Asking your boss for a raise can be a delicate matter at the best of times. Trying to secure extra pay and benefits during the worst downturn since the Great Depression might seem like a lost cause, but there are some things you can do to increase your chances of success. Here are four of them (hint: they all require a little preparation before going into any negotiation):
1) Underline how your responsibilities and importance to the company have grown since your last salary review. The first step in negotiating a salary raise in any financial climate is to prove that you're worth it. Going in armed with a list of recent achievements, improvements and initiatives can help you make a compelling case for your overall worth to the company.
2) Acknowledge that there's a financial crisis, and be prepared to negotiate for something other than money. While extra time off may not pay the mortgage, getting paid the same to work less may be a desirable option for some, not to mention a route that employers seeking to retain staff and control spending might opt for.

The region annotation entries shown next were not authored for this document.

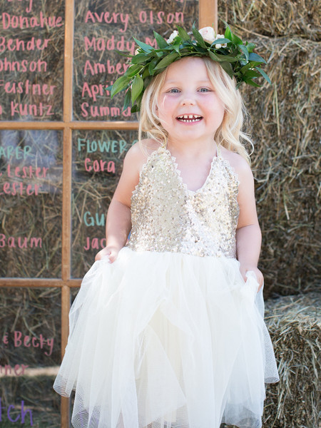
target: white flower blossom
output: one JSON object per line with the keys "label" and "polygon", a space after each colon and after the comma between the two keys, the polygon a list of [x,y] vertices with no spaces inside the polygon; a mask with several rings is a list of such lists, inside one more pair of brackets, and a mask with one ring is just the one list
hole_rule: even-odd
{"label": "white flower blossom", "polygon": [[[214,40],[218,39],[225,39],[224,34],[217,34],[216,37]],[[213,40],[213,41],[214,41]],[[215,44],[215,48],[217,49],[219,49],[220,48],[226,48],[226,46],[228,46],[228,44],[224,43],[223,45],[220,44],[220,43],[217,43]]]}
{"label": "white flower blossom", "polygon": [[198,32],[202,36],[204,41],[208,43],[212,44],[217,39],[215,31],[213,27],[204,27],[198,30]]}
{"label": "white flower blossom", "polygon": [[170,34],[170,38],[167,39],[167,43],[173,43],[176,36],[178,36],[178,31],[177,30],[174,30]]}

3) Know your worth and the level of demand in the marketplace for your skill set, before entering into any negotiations. It's difficult to make a case for a higher salary when layoffs in your industry have experienced professionals eyeing your job, but knowing the typical salary for your position even in tough times can pay dividends. And if your skills are in demand elsewhere, knowing that can be a very effective tactic when it comes to answering questions about just why it is you're worth that raise, even in a slow economy.
4) If all else fails, state the truth: If you're doing the same job you were a year ago, and for the same salary, the chances are you're less well off than you were then, due to rising prices. While personal financial difficulties (credit card debt, etc.) shouldn't come into a negotiation, there's no harm in reminding your boss that gas prices have made your commute more expensive.